George Benjamin
Royaume-Uni (1960)


George Benjamin se distingue dès ses débuts par sa maîtrise naturelle de l'écriture orchestrale mais aussi par la force poétique de son imagination. Dès A Mind of Winter (1982), les éléments de son langage sont en place : l'énergie motrice, le goût d'une certaine plénitude harmonique et sonore, l'importance de la mélodie, la poésie et l'expressivité.

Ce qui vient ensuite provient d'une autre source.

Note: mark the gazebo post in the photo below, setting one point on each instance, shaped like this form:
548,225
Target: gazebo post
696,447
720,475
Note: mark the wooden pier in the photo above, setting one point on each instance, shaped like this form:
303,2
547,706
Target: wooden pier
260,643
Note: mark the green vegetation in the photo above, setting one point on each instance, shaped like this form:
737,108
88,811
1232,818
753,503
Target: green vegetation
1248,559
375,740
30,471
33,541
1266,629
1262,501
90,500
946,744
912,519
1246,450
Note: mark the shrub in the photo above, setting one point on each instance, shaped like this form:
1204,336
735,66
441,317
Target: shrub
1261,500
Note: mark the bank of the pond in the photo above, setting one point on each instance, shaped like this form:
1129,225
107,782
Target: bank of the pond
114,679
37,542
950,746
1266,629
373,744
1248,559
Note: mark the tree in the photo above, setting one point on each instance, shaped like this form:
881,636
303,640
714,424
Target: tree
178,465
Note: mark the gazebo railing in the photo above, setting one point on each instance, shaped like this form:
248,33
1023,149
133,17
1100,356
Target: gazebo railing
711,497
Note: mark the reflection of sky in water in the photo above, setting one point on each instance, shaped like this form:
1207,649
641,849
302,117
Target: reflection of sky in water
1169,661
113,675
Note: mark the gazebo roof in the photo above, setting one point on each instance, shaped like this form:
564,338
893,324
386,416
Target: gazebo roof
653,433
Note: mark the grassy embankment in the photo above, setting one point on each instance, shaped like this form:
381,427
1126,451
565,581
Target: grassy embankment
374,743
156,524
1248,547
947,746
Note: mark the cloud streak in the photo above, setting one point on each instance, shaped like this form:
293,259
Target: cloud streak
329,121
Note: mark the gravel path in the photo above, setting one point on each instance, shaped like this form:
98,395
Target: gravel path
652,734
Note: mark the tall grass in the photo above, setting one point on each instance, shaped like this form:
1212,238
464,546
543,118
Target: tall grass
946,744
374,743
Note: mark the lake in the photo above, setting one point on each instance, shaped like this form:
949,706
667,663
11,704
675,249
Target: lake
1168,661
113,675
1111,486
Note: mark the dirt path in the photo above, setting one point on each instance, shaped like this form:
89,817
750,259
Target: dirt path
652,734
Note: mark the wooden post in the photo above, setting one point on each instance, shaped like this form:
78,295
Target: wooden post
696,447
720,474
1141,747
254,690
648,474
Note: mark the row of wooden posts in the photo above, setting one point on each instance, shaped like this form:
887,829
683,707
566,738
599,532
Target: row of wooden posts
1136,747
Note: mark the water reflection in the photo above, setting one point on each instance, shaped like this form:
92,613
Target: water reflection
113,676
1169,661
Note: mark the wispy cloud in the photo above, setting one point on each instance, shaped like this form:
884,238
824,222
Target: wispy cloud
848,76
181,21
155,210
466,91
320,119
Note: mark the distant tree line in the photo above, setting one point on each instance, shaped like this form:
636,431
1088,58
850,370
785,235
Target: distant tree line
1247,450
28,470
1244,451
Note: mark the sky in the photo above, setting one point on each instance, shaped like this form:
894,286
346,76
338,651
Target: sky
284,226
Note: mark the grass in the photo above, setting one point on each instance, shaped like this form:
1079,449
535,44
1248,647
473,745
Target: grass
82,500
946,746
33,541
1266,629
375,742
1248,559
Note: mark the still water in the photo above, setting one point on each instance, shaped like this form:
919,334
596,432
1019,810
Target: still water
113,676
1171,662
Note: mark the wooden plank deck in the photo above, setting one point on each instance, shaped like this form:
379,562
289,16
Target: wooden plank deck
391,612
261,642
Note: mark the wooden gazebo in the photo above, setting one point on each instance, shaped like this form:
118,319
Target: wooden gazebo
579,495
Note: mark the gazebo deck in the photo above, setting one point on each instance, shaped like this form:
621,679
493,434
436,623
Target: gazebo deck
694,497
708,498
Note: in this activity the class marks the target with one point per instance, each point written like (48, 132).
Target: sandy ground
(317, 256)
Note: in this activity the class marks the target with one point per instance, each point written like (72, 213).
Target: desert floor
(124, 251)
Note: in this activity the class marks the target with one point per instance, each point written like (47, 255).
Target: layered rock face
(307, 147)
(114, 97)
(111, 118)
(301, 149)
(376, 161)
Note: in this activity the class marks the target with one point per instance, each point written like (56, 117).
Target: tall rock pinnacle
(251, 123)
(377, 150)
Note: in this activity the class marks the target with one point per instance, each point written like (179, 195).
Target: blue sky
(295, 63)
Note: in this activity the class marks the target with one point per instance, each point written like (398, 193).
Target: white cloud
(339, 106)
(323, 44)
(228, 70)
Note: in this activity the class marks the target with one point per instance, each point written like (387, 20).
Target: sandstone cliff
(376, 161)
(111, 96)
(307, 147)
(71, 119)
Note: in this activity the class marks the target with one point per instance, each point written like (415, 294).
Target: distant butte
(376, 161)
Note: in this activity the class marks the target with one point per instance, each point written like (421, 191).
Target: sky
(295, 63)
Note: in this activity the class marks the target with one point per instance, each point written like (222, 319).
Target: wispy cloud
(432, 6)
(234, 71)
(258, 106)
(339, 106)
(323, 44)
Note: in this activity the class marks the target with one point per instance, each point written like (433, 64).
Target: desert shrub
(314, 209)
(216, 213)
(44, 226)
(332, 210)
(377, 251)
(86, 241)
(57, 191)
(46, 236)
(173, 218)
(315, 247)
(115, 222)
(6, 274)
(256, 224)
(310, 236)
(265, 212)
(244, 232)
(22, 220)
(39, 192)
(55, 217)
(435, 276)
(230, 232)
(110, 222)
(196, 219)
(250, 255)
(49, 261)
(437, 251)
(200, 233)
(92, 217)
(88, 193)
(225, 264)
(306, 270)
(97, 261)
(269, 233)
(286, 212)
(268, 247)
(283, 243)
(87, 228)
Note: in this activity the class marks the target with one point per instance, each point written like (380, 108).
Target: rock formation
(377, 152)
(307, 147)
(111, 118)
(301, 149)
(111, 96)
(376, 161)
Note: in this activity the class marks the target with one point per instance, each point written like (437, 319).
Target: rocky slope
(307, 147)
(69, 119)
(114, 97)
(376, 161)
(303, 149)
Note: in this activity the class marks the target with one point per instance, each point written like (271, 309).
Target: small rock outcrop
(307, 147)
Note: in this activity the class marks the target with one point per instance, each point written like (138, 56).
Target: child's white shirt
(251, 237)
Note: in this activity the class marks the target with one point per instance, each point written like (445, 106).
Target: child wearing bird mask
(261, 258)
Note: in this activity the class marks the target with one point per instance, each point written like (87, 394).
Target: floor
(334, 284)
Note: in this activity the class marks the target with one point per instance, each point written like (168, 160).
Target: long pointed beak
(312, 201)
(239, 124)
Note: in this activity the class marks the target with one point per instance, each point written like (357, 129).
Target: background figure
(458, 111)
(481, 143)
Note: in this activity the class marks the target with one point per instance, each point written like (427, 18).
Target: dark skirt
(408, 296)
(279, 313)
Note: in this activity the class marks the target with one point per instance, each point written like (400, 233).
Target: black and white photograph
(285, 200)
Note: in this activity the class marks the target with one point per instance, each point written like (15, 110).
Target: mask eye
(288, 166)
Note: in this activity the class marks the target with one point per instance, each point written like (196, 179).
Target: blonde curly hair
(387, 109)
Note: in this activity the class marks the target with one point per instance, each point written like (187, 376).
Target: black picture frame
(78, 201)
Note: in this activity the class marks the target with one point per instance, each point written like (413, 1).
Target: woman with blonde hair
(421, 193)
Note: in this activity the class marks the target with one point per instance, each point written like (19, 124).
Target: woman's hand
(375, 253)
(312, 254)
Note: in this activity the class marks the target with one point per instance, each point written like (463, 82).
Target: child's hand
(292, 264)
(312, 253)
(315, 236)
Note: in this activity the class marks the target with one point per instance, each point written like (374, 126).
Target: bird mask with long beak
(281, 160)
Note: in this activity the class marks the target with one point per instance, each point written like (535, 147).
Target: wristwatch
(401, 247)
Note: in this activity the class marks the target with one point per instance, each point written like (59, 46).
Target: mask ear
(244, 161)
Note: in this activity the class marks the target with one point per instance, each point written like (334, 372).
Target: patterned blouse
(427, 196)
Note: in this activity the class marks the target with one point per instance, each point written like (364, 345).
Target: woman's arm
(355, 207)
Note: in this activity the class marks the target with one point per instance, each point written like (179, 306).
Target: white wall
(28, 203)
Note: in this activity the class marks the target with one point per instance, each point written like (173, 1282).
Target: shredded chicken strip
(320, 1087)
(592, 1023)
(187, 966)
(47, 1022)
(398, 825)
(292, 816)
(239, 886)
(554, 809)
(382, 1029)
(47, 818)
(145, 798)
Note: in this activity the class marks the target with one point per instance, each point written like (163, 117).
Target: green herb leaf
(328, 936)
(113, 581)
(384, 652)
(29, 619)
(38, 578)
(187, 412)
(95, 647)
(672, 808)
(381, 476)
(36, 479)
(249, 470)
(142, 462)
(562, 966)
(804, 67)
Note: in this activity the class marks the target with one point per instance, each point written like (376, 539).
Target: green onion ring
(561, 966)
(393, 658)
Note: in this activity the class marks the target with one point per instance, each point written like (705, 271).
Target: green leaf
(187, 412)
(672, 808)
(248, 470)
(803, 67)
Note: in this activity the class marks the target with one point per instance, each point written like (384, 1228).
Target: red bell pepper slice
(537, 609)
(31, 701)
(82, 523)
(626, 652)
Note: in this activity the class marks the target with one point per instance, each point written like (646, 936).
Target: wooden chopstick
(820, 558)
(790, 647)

Si la sonorité est pour lui un élément en soi, il ne renonce jamais à une polyphonie où les voix enchevêtrées et les différentes strates temporelles créent des relations organiques et dynamiques. Son langage s'oriente progressivement vers une épuration de la matière tout en développant une écriture de plus en plus complexe (Sudden Time, 1993), un travail sur la superposition de couches sonores (Three Inventions, 1993-95), jusqu'à atteindre une écriture plus austère et objective (Palimpsests, 2000-02).

George Benjamin est également un chef d'orchestre reconnu, fréquemment invité à diriger de prestigieuses formations. Il a été l'élève de Peter Gellhorn, Yvonne Loriod, Olivier Messiaen et Alexander Goehr et enseigne aujourd'hui la composition au King's College de Londres. Fondateur et directeur artistique en 1992 du Wet Ink Festival, le festival de musique contemporaine du San Francisco Symphony, il est en résidence auprès de cet orchestre en 2010. En 2012, il crée au Festival d'Aix-en-Provence Written on Skin, en collaboration avec le dramaturge Martin Crimp avec qui il avait déjà réalisé son premier opéra Into the Little Hill (2006). Le CD de Written on Skin vient de paraître chez Nimbus Records et la version DVD sortira début 2014 chez Opus Arte. Covent Garden a passé commande d'un troisième opéra à George Benjamin, de nouveau en collaboration avec Martin Crimp (création prévue en 2018).